Anticipated benefits:
1. Bitcoin users would have a ready made remedy to a 51% attack that they can switch to: Bitcoin users can simply add the requirement that if a Bitcoin block header hash makes it into the Litecoin chain, that its proof of work should be given a bonus. Litecoin community could create and maintain pulls to the Satoshi client that cause it to subscribe to the Litecoin chain and incorporate it as intelligence toward block validation and resolving block chain forks.

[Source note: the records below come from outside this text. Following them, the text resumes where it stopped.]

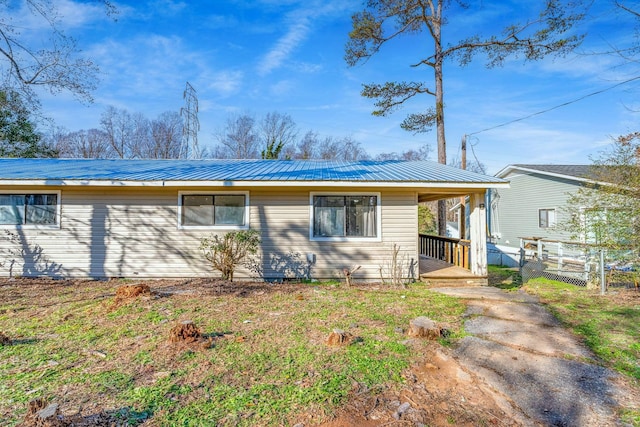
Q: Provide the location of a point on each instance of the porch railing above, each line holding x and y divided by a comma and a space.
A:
453, 251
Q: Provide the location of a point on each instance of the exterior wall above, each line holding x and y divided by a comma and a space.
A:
514, 211
133, 232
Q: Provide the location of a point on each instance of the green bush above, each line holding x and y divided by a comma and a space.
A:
227, 251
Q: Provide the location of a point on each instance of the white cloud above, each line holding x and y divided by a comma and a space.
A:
225, 82
285, 46
299, 23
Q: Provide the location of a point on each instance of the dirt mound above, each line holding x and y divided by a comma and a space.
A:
125, 293
187, 332
438, 392
132, 291
42, 414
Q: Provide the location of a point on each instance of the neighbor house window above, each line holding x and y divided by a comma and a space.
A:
213, 210
345, 216
546, 218
29, 209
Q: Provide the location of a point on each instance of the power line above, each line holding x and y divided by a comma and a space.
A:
556, 107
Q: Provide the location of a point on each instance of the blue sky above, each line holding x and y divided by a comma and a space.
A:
287, 56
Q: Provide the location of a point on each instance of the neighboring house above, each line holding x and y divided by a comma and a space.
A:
532, 206
145, 218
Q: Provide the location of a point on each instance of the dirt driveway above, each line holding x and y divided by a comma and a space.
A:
540, 372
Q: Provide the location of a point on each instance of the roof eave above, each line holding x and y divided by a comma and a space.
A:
162, 183
505, 171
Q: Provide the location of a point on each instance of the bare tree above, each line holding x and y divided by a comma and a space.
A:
166, 137
351, 150
117, 124
86, 144
422, 153
277, 131
547, 33
56, 67
328, 149
239, 139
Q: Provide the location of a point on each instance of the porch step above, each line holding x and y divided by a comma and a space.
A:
440, 273
453, 282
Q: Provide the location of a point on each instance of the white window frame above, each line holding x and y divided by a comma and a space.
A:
555, 218
378, 237
214, 227
55, 226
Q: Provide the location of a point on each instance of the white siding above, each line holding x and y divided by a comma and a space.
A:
514, 211
132, 232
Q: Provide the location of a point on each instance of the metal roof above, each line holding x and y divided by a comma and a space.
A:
279, 172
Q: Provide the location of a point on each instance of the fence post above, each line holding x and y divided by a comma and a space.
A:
560, 256
603, 283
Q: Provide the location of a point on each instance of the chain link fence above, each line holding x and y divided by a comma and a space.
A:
578, 264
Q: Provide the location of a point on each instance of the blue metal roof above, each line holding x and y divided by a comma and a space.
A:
389, 171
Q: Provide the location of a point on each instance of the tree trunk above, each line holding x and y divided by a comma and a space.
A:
442, 143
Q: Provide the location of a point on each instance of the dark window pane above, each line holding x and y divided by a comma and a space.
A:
41, 208
12, 209
229, 210
197, 210
328, 216
361, 216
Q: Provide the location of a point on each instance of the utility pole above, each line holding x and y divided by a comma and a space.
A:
463, 210
190, 124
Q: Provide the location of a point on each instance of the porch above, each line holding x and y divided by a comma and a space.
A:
446, 262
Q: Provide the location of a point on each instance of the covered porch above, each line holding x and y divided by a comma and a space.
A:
447, 261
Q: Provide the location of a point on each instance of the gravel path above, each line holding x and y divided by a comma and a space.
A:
522, 351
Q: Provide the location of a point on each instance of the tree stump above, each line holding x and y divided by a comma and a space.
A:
185, 331
132, 291
339, 337
39, 414
4, 340
423, 327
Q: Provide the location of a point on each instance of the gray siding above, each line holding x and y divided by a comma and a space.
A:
133, 232
514, 211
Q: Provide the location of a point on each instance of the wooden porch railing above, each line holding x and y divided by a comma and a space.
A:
453, 251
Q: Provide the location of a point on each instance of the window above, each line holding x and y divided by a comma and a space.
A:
546, 218
213, 210
29, 209
345, 216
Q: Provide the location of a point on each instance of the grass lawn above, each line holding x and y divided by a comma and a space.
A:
268, 363
609, 324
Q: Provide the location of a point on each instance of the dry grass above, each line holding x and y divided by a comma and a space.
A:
268, 361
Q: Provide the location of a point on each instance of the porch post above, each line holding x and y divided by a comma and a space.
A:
478, 234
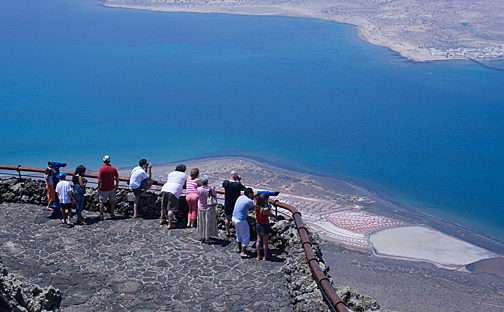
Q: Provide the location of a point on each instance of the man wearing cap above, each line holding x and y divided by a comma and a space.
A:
106, 177
140, 182
65, 194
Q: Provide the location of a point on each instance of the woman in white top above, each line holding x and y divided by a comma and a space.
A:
170, 194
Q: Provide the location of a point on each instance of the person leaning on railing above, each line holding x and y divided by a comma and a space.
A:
107, 175
79, 189
207, 217
232, 188
263, 228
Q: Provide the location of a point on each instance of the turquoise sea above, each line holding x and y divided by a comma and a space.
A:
79, 80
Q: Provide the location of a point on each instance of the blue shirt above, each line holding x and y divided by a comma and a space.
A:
243, 203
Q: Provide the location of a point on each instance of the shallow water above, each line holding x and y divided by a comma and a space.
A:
79, 80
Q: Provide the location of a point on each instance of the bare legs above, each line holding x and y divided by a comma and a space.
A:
112, 209
170, 219
227, 222
264, 239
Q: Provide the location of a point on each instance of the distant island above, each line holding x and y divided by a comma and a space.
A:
419, 30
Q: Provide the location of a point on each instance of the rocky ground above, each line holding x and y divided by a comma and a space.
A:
130, 264
136, 265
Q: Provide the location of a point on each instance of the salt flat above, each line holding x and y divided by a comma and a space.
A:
406, 26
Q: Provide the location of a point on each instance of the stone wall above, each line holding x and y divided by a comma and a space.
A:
303, 289
16, 298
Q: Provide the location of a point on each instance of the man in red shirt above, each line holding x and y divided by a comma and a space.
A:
106, 177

2. Bitcoin would have an easy way to add an emergency upper bound to block creation, just in case an enormous amount of power suddenly appeared. By turning on an optional must-appear-in-Litecoin requirement, the Bitcoin community could switch on an upper bound of 1 block per 2.5 minutes if it was deemed necessary.
3. Litecoin would be seen as far more important than a wannabe bitcoin knockoff without added value by those who see it that way.
4. Bitcoin's blockchain would be re-democratized to CPU/GPU users without forcing the Bitcoin community to switch to scrypt, they'd have more decentralized influence on bitcoin than those with the means to buy/make ASICs
5. The legitimacy of Litecoins would increase greatly - people would see the value of Litecoins in their role of protecting Bitcoin, and would potentially vote for the longevity of Litecoin by offering to accept LTC for goods and services, thereby increasing their value.
6. I'd start making Casascius Litecoins if you guys did this and did it well.
I'd call the concept "marriage-mining". By doing something like this, LTC gives a nod to BTC's importance while adding synergistic value to BTC that LTC can benefit from by association.
I have brought it up in the Litecoin forums here:
https://bt.irlbtc.com/view/176556.0I am interested to hear Bitcoiners opinions about it as well. I initially didn't like the idea, but towards the end of the thread on Bitcointalk I realized it could be a very good thing for BOTH Bitcoin and Litecoin. I've been really hard on Litecoin lately trying to get them to up their game, I am hopeful that if the Bitcoin community wanted this 51% protection that they would be willing to make it happen.